Die Grenzkosten eines zusätzlichen Kunden liegen nahe null, der Grenzumsatz nicht. Kalkulieren Sie deshalb wie bei einem wiederkehrenden Produkt und nicht wie bei abrechenbaren Stunden.
Ab wann es sich rechnet
Bei 40 Euro pro Kunde ist das jährlich abgerechnete Add-on bereits mit sechs Kunden gedeckt.
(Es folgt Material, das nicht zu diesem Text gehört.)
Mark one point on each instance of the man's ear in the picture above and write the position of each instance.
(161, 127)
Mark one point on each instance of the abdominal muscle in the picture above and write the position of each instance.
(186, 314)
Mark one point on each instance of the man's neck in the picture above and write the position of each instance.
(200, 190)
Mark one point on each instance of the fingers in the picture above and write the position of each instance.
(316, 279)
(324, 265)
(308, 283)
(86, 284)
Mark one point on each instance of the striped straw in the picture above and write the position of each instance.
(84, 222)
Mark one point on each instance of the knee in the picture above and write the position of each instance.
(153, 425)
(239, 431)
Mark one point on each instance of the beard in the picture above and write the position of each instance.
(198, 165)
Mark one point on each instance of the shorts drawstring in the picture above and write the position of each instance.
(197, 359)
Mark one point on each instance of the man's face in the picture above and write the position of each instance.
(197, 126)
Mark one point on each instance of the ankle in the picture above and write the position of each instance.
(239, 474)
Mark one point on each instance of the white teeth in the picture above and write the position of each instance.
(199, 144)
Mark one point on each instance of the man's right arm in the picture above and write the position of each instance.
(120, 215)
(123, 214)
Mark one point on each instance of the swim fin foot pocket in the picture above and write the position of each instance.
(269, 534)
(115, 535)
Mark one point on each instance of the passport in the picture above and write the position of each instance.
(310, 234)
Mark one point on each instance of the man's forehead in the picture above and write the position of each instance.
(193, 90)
Unterhalb von etwa zehn Kunden sind das Branding und der Traffic zwar willkommen, die Rechnung bleibt jedoch knapp. Deshalb lohnt sich Whitelabel in der Regel ab rund zehn E-Commerce-Kunden, die Shopping nutzen.
Im Paket oder einzeln
Beides funktioniert. Wenn Sie CSS in ein Betreuungs-Retainer einbinden, lässt sich dieses leichter rechtfertigen, denn der Kunde sieht eine Kostenersparnis, die größer ist als das Honorar. Verkaufen Sie es einzeln, haben Sie ein Produkt mit geringer Einstiegshürde, um mit Händlern ins Gespräch zu kommen, die Sie noch nicht betreuen. Agenturen, die beides tun, nutzen eigenständiges CSS als Einstieg in den Funnel.
Was in der Tabelle nicht steht
Die Impressionen für Ihre Marke und die kostenlosen Klicks auf Ihre Vergleichsseite. Beides taucht nicht als Umsatz auf – und genau deshalb unterschätzen Agenturen den Wert, wenn sie nur mit der Honorarmarge rechnen.